The journal is a panorama of 20th century U.S. history. There were plenty of old bulls in this Senate—Hiram Johnson and Bennett “Champ” Clark, as well as Secretary of War Henry Stimson from the Theodore Roosevelt administration. These are the equivalents of Joe Biden today, Washington fixtures for decades. The U.S. was on the verge of becoming the world’s dominant power and of becoming a permanent part of international organizations (the journal ends with the ratification of the UN charter). It was the midpoint or zenith in the power of organized labor in America—when the CIO formed the first “political action committee.” The last of the “Dixie Demagogues” (“Cotton Ed” Smith and Theodore “The Man” Bilbo) still roamed the Senate, in the last days of the acceptance of racist expression on the floor. Drury’s thumbnail sketch of the Supreme Court is an acute piece of writing.

In the midst of the journal are the 1944 elections, which were inconclusive and reflected the divided sentiments of the voting public.
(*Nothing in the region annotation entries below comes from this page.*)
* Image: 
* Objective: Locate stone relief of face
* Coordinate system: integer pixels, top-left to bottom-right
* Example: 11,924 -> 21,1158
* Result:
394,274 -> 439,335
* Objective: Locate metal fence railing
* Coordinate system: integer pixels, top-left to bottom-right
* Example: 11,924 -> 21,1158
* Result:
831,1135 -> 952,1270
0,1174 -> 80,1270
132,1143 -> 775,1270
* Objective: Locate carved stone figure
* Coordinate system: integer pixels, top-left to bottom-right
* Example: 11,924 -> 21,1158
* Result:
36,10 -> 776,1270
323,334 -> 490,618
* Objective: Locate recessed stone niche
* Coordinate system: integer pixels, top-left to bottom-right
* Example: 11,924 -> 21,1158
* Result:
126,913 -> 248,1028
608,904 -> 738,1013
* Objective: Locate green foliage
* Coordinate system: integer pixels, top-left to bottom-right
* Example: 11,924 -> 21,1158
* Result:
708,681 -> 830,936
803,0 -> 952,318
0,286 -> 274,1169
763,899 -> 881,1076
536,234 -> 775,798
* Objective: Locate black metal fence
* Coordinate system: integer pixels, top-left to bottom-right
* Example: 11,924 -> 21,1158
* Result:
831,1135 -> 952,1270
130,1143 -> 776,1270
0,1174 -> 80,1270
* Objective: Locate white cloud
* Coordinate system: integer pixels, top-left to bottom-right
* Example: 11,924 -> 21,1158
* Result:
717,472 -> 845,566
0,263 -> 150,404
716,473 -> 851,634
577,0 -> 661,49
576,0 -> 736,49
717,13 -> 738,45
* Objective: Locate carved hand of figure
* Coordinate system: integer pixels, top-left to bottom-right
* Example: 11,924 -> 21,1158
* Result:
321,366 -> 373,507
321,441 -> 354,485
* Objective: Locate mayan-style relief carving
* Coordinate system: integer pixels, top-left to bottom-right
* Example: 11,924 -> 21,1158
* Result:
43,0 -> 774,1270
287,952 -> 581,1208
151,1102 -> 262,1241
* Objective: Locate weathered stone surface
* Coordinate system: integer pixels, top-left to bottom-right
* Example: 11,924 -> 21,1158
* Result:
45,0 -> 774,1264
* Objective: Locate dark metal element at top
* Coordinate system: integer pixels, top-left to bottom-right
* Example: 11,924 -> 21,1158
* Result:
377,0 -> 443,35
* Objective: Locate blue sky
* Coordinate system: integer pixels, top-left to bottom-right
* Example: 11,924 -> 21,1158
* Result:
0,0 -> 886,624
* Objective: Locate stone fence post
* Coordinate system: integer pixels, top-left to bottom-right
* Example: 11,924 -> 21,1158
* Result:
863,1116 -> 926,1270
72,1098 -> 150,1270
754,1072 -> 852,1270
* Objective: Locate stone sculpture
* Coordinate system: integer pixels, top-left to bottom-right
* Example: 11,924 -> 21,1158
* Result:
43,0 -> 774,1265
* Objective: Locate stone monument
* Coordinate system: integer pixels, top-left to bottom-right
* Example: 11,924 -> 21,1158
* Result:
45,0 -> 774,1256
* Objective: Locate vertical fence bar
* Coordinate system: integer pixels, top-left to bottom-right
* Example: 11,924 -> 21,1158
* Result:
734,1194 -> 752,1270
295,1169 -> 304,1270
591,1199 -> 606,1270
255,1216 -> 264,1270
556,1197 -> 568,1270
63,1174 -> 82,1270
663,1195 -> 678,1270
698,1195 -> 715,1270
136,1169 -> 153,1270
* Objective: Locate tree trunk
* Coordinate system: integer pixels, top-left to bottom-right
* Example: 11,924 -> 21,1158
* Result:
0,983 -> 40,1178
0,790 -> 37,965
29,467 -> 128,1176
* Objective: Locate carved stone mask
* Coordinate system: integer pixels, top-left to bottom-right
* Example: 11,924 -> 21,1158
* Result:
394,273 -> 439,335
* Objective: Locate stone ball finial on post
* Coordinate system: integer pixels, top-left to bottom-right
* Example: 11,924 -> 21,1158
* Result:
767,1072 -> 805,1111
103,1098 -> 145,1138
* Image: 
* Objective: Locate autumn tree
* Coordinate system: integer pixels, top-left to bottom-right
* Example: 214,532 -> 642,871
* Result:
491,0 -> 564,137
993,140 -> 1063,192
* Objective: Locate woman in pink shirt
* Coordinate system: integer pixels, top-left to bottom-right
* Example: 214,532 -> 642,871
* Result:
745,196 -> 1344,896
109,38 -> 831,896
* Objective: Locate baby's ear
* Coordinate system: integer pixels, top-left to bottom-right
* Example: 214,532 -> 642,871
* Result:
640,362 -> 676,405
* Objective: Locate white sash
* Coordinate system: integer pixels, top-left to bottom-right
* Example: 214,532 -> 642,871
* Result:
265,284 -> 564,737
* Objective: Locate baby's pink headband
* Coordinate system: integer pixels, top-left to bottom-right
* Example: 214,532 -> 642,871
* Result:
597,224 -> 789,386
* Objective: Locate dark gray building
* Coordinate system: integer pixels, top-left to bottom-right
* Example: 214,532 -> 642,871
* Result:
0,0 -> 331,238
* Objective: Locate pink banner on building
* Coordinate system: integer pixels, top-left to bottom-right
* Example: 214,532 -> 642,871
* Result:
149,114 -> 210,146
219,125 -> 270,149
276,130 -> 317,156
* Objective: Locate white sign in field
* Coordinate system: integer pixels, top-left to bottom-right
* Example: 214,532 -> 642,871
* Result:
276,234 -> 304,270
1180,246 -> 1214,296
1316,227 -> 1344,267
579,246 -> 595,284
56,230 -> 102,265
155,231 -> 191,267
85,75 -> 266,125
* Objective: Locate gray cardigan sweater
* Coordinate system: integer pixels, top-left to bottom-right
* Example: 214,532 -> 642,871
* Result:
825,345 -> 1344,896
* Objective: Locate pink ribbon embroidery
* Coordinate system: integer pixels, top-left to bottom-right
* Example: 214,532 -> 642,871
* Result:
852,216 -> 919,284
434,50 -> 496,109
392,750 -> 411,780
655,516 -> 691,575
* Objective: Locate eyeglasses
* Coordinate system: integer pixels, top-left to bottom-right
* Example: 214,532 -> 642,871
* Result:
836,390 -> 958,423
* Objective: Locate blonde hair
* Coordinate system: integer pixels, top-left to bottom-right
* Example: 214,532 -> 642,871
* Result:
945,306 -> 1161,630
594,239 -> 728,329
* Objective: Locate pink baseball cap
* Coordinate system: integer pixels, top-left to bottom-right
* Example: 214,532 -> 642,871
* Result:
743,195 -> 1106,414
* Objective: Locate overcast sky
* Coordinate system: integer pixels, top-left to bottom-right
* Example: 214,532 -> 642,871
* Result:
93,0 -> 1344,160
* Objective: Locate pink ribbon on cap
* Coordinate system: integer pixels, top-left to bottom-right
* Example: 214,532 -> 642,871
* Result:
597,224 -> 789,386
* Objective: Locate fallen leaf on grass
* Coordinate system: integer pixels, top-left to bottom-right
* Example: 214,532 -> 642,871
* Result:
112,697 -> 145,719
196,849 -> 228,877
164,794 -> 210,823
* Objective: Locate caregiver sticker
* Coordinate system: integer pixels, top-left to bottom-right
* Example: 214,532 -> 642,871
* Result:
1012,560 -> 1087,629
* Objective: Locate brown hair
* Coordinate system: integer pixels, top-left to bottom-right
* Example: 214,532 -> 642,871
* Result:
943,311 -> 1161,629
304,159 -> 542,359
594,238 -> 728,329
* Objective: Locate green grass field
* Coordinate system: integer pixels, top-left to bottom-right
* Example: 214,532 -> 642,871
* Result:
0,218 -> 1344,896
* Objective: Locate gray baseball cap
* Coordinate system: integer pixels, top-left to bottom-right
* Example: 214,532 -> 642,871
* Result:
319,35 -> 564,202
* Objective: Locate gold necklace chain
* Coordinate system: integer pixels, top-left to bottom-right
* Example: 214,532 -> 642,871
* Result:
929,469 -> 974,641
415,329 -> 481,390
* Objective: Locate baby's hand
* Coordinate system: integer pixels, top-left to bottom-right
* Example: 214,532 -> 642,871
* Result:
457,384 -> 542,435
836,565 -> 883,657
Drury reported mostly relief that we had elections, and that democracy was surviving the war. The country was caught between a growing reaction to wartime “regimentation” and liberal ambitions to complete the New Deal at home (the “economic bill of rights”) and to globalize it.

Drury sees the Soviet betrayal of the wartime alliance unfolding, but probably few fell for the Atlantic Charter-idealism of FDR, who tried as Wilson had to turn the necessary war into a crusade. The country was cynical after the disillusionment of 1918–19.

Most poignant is Drury’s great esteem for Congress. He calls it “the most powerful guarantor of human liberties free men have devised.” This was when calling the Senate “the world’s greatest deliberative body” was not necessarily facetious. It may not have been “the good Congress” any more than it was “the good war,” but it was better than most we’ve seen.

—Paul Moreno


Paul Moreno is the William and Berniece Grewcock Chair in the American Constitution and is the Dean of the Social Science Division at Hillsdale College. He earned his doctorate under Herman Belz at the University of Maryland in 1994. He is the author of From Direct Action to Affirmative Action (1997); Black Americans and Organized Labor (2006); The American State from the Civil War to the New Deal (2013); and The Bureaucrat Kings (2017). He has taught at Hillsdale College for twenty years and has held visiting professorships at Princeton University and the University of Paris School of Law.